More silence. I moved closer to the god, closer to the precarious edge of the cliff, and I took in a breath.

“Do you know what destroys fire?” I asked in a whisper. My heart beat like thunder, all noise vanishing for a handful of seconds as I focused on what it truly felt like to live, to be alive, and to be me. I let my life play out from beginning to end in a flash, all the memories I would ever have from my time in Skane, all living one final time in my mind. This was the end of the Janna as she was, and the start of the Janna she would be for the rest of time. “Water.”

And I ran at him with all the strength my body had left, and in a rush of air and flames, we both went tumbling over the edge of the cliff.

I fell and fell and fell, the cliff shrinking further and further away, and while I soon heard the crash as the god disappeared into the depths of the sea, that crash never came for me. I just continued to fall, the cliff and the island growing smaller and smaller until it had disappeared altogether. She couldn’t help me while I remained on the island, but I was not on the island any more. There was a void where my life should be, a void that would be filled by the baby, born tonight, who would grow up to rule the sky.

As I fell, the darkness around me was slowly replaced by stars, and I was falling through the night sky I had spent so long admiring from below. And a voice echoed off the stars and lit up the darkness around me, and I could see Her constellation shimmering before me.

Come with me, Janna. Come to the stars, that you may watch over the island for ever. At last, you will find peace.

And beside her, another star flickered and shone, and in it, I could see him. I could see him, and I wanted nothing more than to go to him.

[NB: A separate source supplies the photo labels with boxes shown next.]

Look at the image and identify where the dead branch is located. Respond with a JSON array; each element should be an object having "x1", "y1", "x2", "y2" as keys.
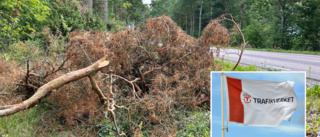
[
  {"x1": 88, "y1": 75, "x2": 108, "y2": 104},
  {"x1": 0, "y1": 56, "x2": 109, "y2": 117}
]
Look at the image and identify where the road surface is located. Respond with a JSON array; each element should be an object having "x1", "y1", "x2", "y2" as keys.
[{"x1": 212, "y1": 48, "x2": 320, "y2": 84}]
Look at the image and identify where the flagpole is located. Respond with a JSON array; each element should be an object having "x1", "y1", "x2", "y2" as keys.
[{"x1": 221, "y1": 72, "x2": 224, "y2": 137}]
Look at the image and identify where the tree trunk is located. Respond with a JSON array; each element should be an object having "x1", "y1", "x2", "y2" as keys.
[
  {"x1": 238, "y1": 3, "x2": 244, "y2": 46},
  {"x1": 192, "y1": 10, "x2": 195, "y2": 36},
  {"x1": 280, "y1": 0, "x2": 286, "y2": 48},
  {"x1": 186, "y1": 14, "x2": 188, "y2": 34},
  {"x1": 112, "y1": 1, "x2": 114, "y2": 14},
  {"x1": 104, "y1": 0, "x2": 109, "y2": 23},
  {"x1": 198, "y1": 0, "x2": 203, "y2": 37},
  {"x1": 210, "y1": 1, "x2": 213, "y2": 20},
  {"x1": 0, "y1": 56, "x2": 109, "y2": 117},
  {"x1": 87, "y1": 0, "x2": 93, "y2": 11}
]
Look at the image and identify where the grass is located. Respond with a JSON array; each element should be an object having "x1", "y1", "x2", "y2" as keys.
[
  {"x1": 0, "y1": 104, "x2": 59, "y2": 137},
  {"x1": 306, "y1": 85, "x2": 320, "y2": 134},
  {"x1": 0, "y1": 106, "x2": 45, "y2": 137},
  {"x1": 231, "y1": 47, "x2": 320, "y2": 55}
]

“Take me,” I said, and I reached up to the stars that burned above me. “Take me with you.”

The lights overhead grew bigger and brighter, and then Sølvi’s voice welcomed me home.

Far away across the island, a baby was born. She let out a weak cry, one that barely registered in the ears of her father, who sat shuddering with sobs by the fire as a neighbour wrapped the baby in blankets to keep her warm – a neighbour who quietly gave her the name Ósa, and whispered it tenderly into her ear. She would never know her mother, never know how desperately she had been loved, loved by the woman who had birthed her. Loved by a girl who had given her life to a Goddess. Loved so that her cry could echo off the mountains, the trees, the walls of every cave on the island and let everything within it know she had arrived. A baby’s cry that could bring evil crashing to its knees.

A baby’s cry that made the stars tremble.